Those pert breasts strain against her shirt, bouncing with every movement, and her strong, curvy thighs tighten around her horse for balance and support as she rides.
Fuck me if I don’t wish I’m that goddamn horse, and Callie Castle is riding me hard, fast, and just as furious.
“Are you going to just scowl at me all day?” she asks, bringing her horse to a walk.
I come up alongside her. “When you’re riding so recklessly? Hell yeah.”
“Come on. You know I’ve been riding these trails since I was a kid. I could do it with my eyes shut,” she boasts.
“Maybe six years ago. But you haven’t been on these trails in that time, and you sure as hell don’t know what condition they’re in. What are you thinking?”
She ignores my question. “What are you thinking? I would imagine that Castle Creek’s ranch manager would have a million other things to do besides playing babysitter to me. You could have sent any of the other ranch hands out, but you came instead.”

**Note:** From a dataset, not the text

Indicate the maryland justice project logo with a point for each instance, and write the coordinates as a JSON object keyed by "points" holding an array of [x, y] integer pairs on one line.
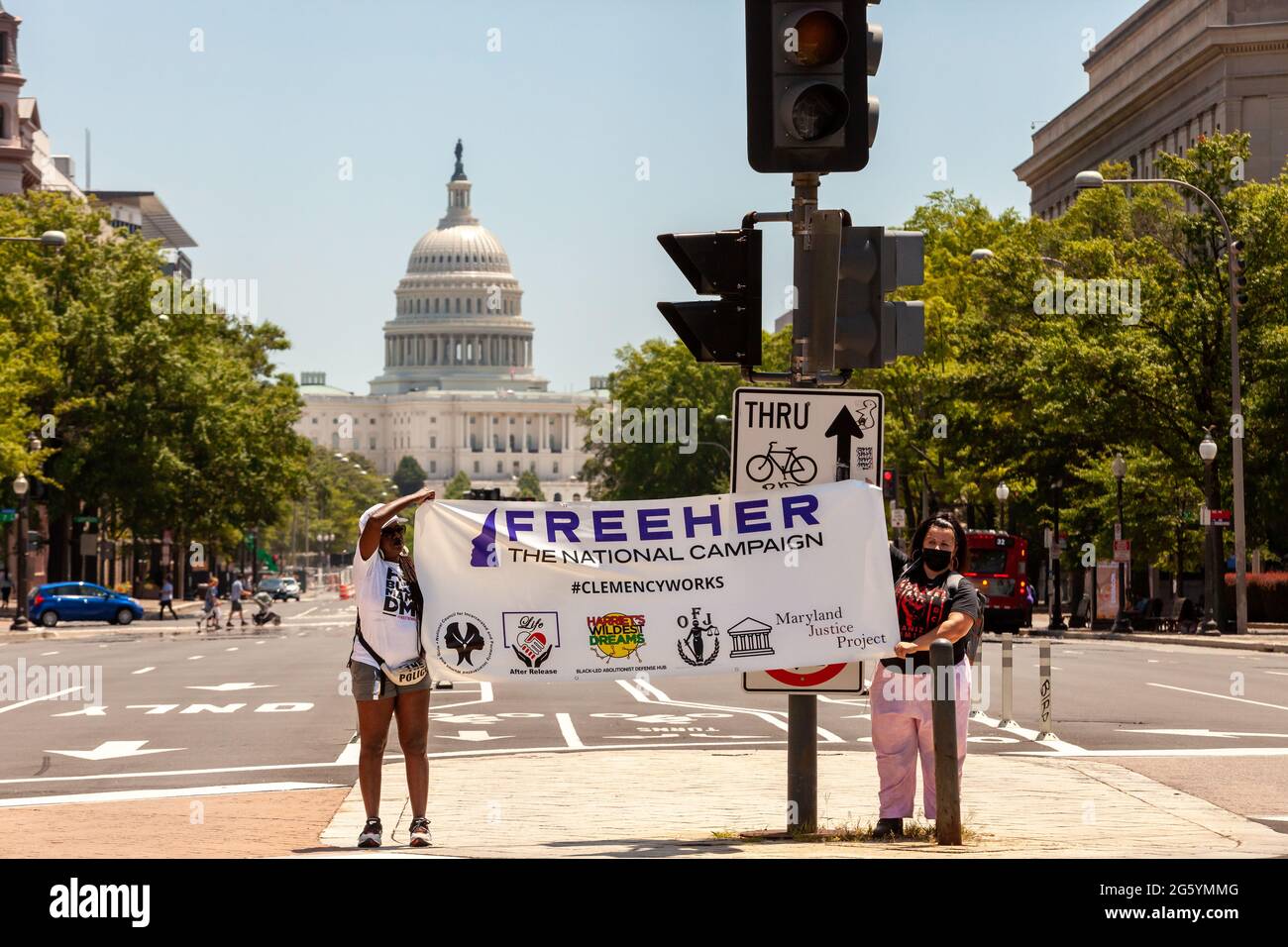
{"points": [[464, 643], [616, 635]]}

“I had pity on the other guys.”
She smiles. “Sure. And it has nothing to do with the fact that out here, just the two of us, with no one else around, we can do just about anything we want?”
The prospect of what anything we want might entail has my dick twitching.
I close my eyes for the barest second and take a deep breath to get control of myself. “Callie, you can’t go talking like that. Not about me,” I say, my voice gruff.
“Why not? I’m not the same seventeen-year-old girl that you can push away and pretend you don’t have feelings for. I see the way you look at me, Brody Dalton. I see the longing in those eyes, the way your eyes followed me the moment I walked into the kitchen this morning.”
“Hell, you make me sound like a stalker. Or at the very least, a perverted old man. I’ve known you since you were a baby, Cal. Saw your daddy bring you home from the hospital. Been there for every birthday until you turned eighteen. There’s no world where the two of us can be together. Your dad is like a brother to me. You don’t fuck your brother’s daughter.”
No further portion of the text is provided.